Unter diese schon länger schwelende Debatte mischt sich nun eine weitere Komponente: die App Lensa. Die Fotobearbeitungs-App ist schon seit 2018 auf dem Markt, aber seit einigen Wochen macht sie mit einer neu hinzugefügten Funktion in allen sozialen Netzwerken (vor allem auf Instagram und TikTok) auf sich aufmerksam: Magic Avatar.
Zur Nutzung dieser Funktion bittet die App um 10 bis 20 gute Selbstporträts seiner Nutzenden. Gegen Bezahlung werden dann dutzende neue Porträts in verschiedenen künstlerischen Stilen erstellt. Auf den ersten Blick wirken die neuen digitalen Kunstwerke, als hätte man nur einen Filter über schon vorhandene Fotos gelegt, doch es handelt sich hier um mehr: Die Fotos sind komplett neu. Die KI arbeitet die markantesten Features eines Menschen heraus und erstellt daraus digitale Porträts, die nach Sciene Fiction und Anime aussehen. Originelle Werke, die genauso gut von einem Künstler stammen könnten. Lensa ermöglicht es damit seinen Nutzenden den Avatar ihrer Träume zu erstellen. So entstehen perfekte Menschen ohne Makel, die nicht mehr viel mit der Realität zu tun haben. Volle Lippen, große Augen, glänzendes Haar. Unebenheiten oder Imperfektion scheint die KI gekonnt auszublenden.

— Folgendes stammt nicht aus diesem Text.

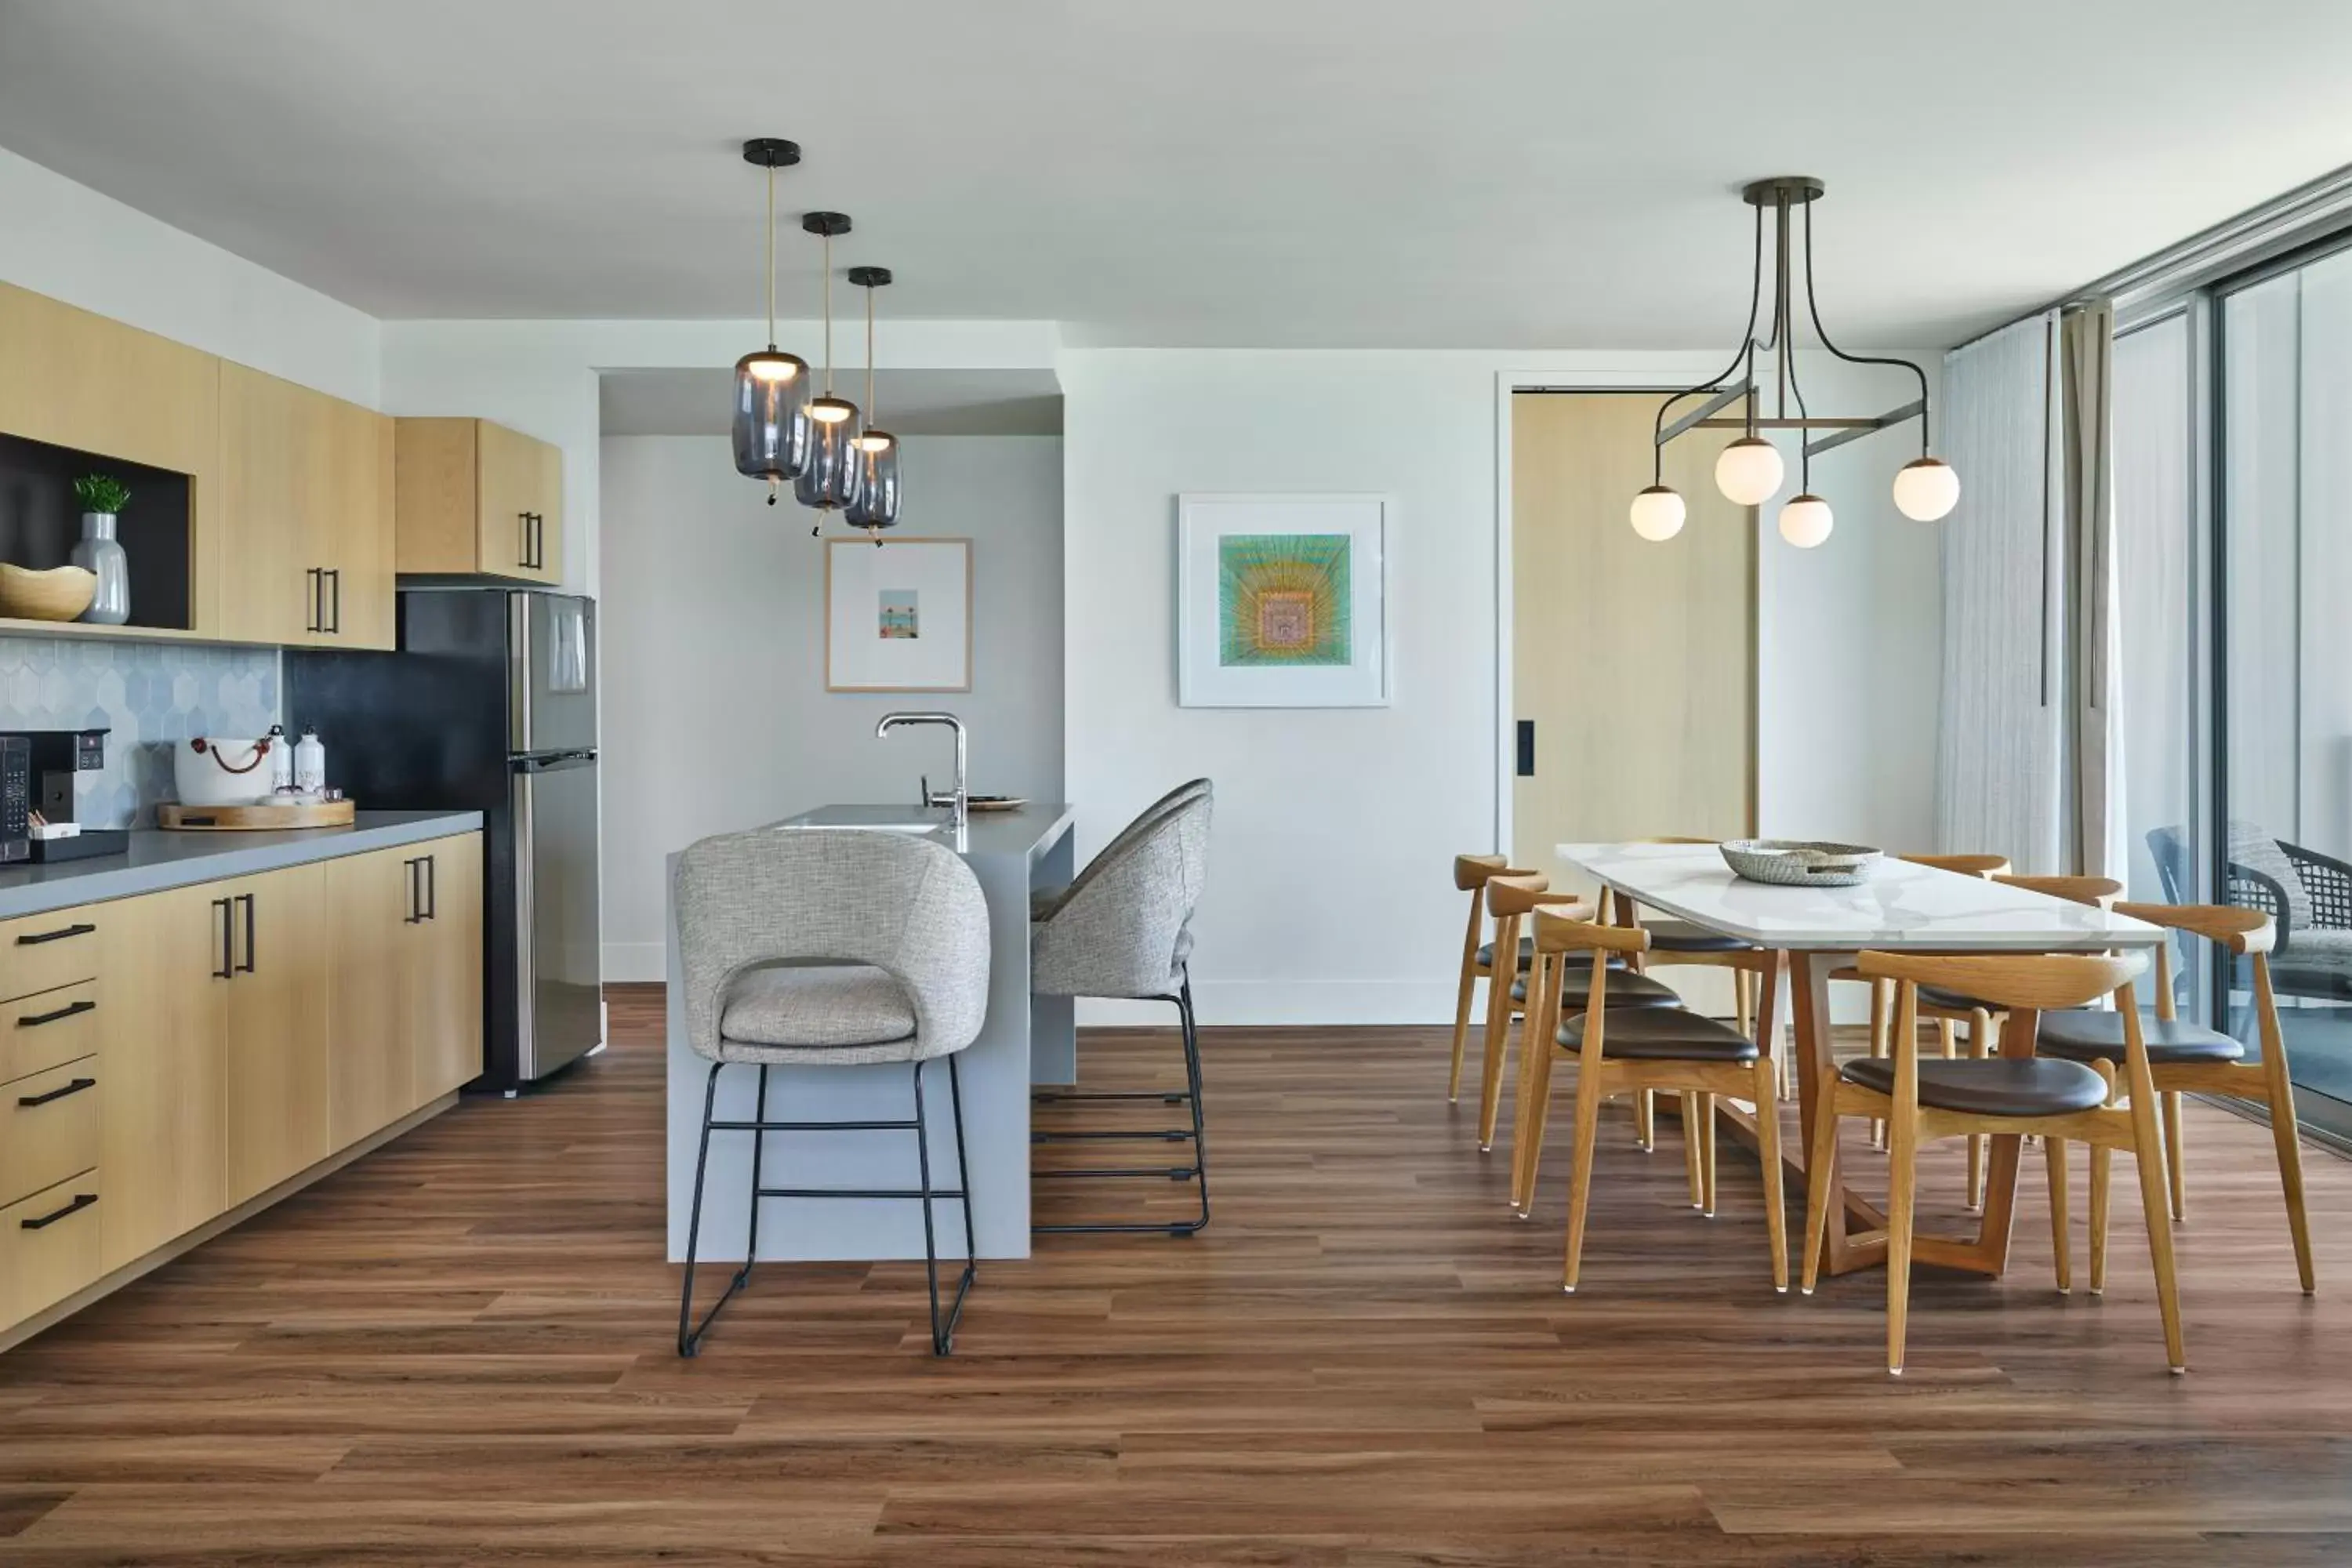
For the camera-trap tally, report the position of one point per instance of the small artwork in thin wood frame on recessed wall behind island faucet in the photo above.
(900, 615)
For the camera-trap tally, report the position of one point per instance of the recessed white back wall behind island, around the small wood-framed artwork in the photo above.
(716, 706)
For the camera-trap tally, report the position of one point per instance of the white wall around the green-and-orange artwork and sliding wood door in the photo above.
(1328, 894)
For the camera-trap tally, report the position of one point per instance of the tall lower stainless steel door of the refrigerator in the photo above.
(559, 958)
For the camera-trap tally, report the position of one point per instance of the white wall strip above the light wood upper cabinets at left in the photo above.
(67, 241)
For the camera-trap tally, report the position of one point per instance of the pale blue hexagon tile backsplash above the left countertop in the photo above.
(149, 695)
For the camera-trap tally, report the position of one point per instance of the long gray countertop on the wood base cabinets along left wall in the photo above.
(159, 862)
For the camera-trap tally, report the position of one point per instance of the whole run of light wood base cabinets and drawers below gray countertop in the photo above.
(206, 1045)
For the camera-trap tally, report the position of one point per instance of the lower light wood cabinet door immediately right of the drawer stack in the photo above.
(161, 1026)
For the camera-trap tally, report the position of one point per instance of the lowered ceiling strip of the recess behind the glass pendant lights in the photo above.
(907, 401)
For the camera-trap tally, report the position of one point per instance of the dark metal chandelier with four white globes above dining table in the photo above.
(1751, 469)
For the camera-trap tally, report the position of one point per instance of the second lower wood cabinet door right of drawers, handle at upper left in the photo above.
(274, 1040)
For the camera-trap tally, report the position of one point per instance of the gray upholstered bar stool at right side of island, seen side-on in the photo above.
(1125, 932)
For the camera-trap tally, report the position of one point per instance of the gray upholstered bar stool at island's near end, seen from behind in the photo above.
(831, 951)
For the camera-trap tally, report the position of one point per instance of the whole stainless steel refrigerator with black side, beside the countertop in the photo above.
(488, 704)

Für ein Set von 50 fertigen Fotos verlangt Lensa ca. 5 € aber auch das Abschließen eines Jahresabos ist möglich. Lensa begründet die Unkosten damit, dass für das Erstellen der Avatare eine enorme Rechenleistung notwendig ist. Dennoch gilt es zu bedenken, dass die App ihre Datensätze gratis bezieht, denn Lensa basiert auf Stable Diffusion, einem Open Source-Bildgenerator, der für alle kostenlos zur Verfügung steht.
Durch Anwendungen wie Lensa, die KI-Kunst extrem vereinfachen, einer breiten Masse zur Verfügung stellen und sich dadurch in kürzester Zeit zum viralen Hit entwickeln, wird das Metaverse für eine breite Masse greifbar. Lensa reiht sich in eine Welt ein, die immer mehr auf KI-basierten Features, Virtual Reality-Anwendungen und Social Media basiert und einen eindeutigen Weg in Richtung Zukunft weist: mehr Technologien.

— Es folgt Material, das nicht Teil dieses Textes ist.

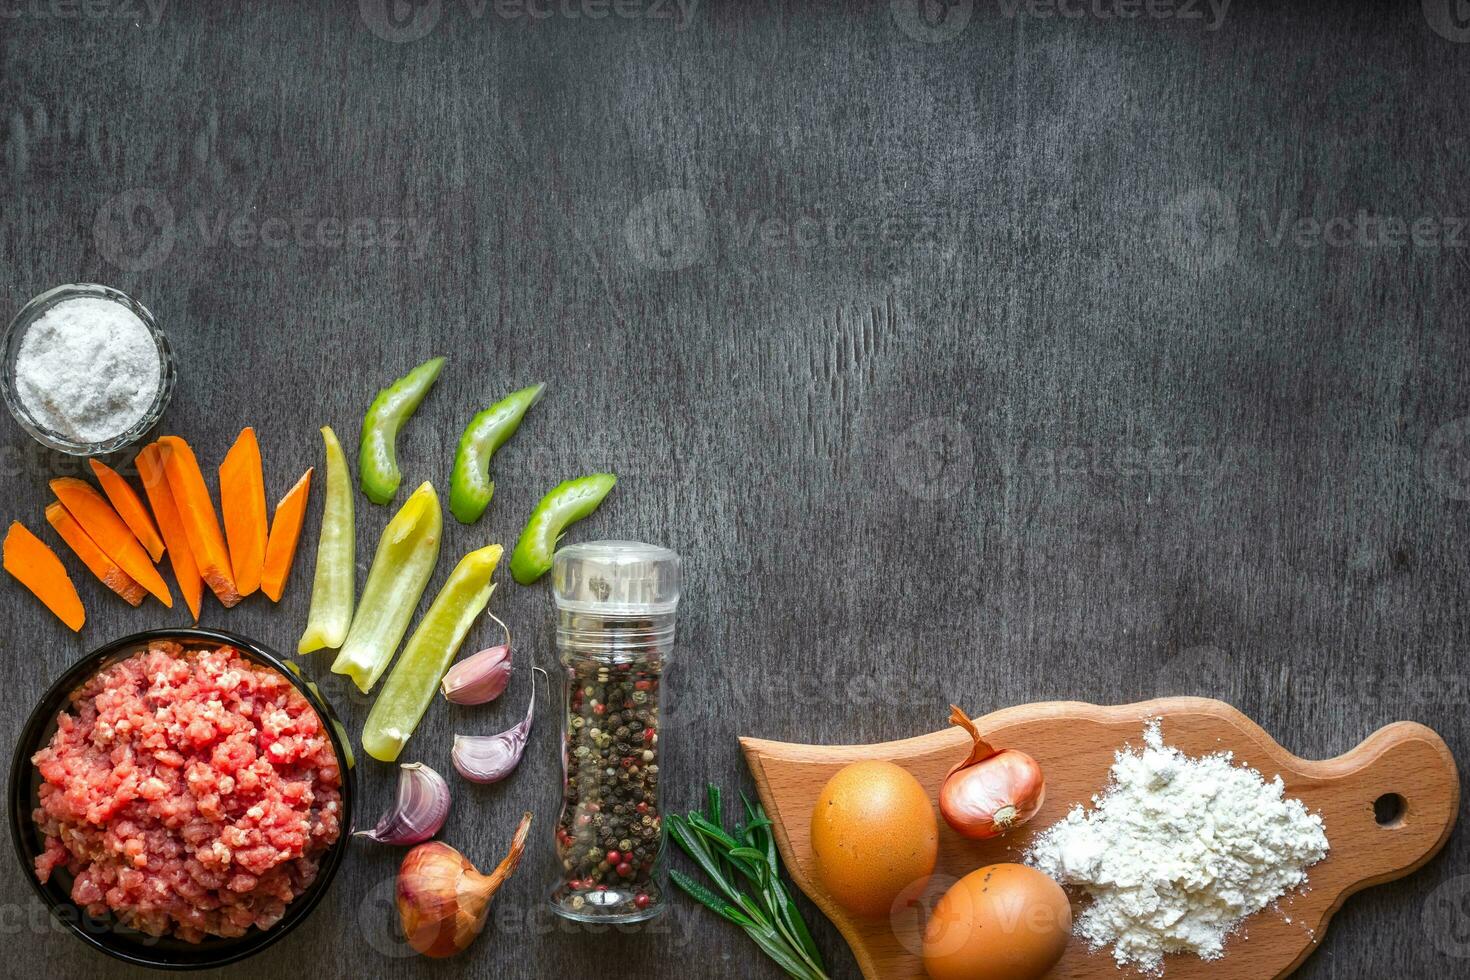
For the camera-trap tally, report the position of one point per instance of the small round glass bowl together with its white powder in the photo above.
(87, 371)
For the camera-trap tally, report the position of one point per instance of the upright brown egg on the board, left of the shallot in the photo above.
(874, 834)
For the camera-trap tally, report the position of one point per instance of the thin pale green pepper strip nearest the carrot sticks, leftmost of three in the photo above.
(336, 558)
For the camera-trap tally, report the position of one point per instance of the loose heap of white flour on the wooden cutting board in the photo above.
(1177, 851)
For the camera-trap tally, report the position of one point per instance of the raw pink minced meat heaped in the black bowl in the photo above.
(189, 793)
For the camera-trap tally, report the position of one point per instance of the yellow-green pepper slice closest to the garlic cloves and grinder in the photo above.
(409, 690)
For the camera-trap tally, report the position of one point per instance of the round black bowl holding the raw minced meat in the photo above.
(108, 934)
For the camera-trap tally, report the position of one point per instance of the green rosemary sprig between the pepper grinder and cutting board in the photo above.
(742, 859)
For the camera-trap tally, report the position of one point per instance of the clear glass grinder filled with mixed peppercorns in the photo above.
(615, 605)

Um die beliebten Portraits zu erschaffen, braucht Lensa eine riesige Datenmenge. Diese besteht aus Milliarden – teilweise privaten – Bildern, die die KI im Netz auftreibt: Kunstwerke, Zeichnungen, Grafiken, Comics etc. Allerdings: Diese Kunstwerke gehören nicht Lensa, sondern den KünstlerInnen, die sie erschaffen haben. Diese wiederum sehen keinen Cent vom profitablen Geschäft. Schlimmer noch: KünstlerInnen haben nicht einmal zugestimmt, dass ihre Werke verwendet werden dürfen. Die Privatpersonen, die ihre Selfies hochladen, stimmen zwar zu, dass ihre Bilder auch für Werbezwecke verwendet werden können aber es ist fraglich, wem das wirklich bewusst ist. Lückenloser Datenschutz sieht anders aus.
Auch die unrealistischen Darstellungen der Personen sind kritisch. Einige Nutzerinnen wundern sich über stark sexualisierte Fotos, auf denen ihr Avatar fast ausschließlich halbnackt dargestellt wird. Eine Nutzerin hatte von sich nur Fotos im Rollstuhl hochgeladen. Die KI hatte den Rollstuhl auf keinem einzigen Werk aufgenommen, sondern sich eher auf die Oberweite der Nutzerin fokussiert.
Diese Beispiele zeigen die Schattenseiten des Lensa-Trends. Da wären zum einen die Urheberrechtsverletzungen an den Kunstschaffenden und zum anderen die unrealistische Darstellung von Menschen, die es fast unmöglich macht, noch zu unterscheiden, was echt und was unecht ist. Dies öffnet außerdem die Tür für Betrug und schadhafte Deepfakes.
Im Umgang mit Technologien wie dieser braucht es schon im Vorfeld Regeln und Gesetze, damit die Digitalisierung den Menschen nicht über den Kopf wächst und am Ende ausschließlich das leisten kann, wofür sie erfunden wurde: Hilfe und Unterstützung.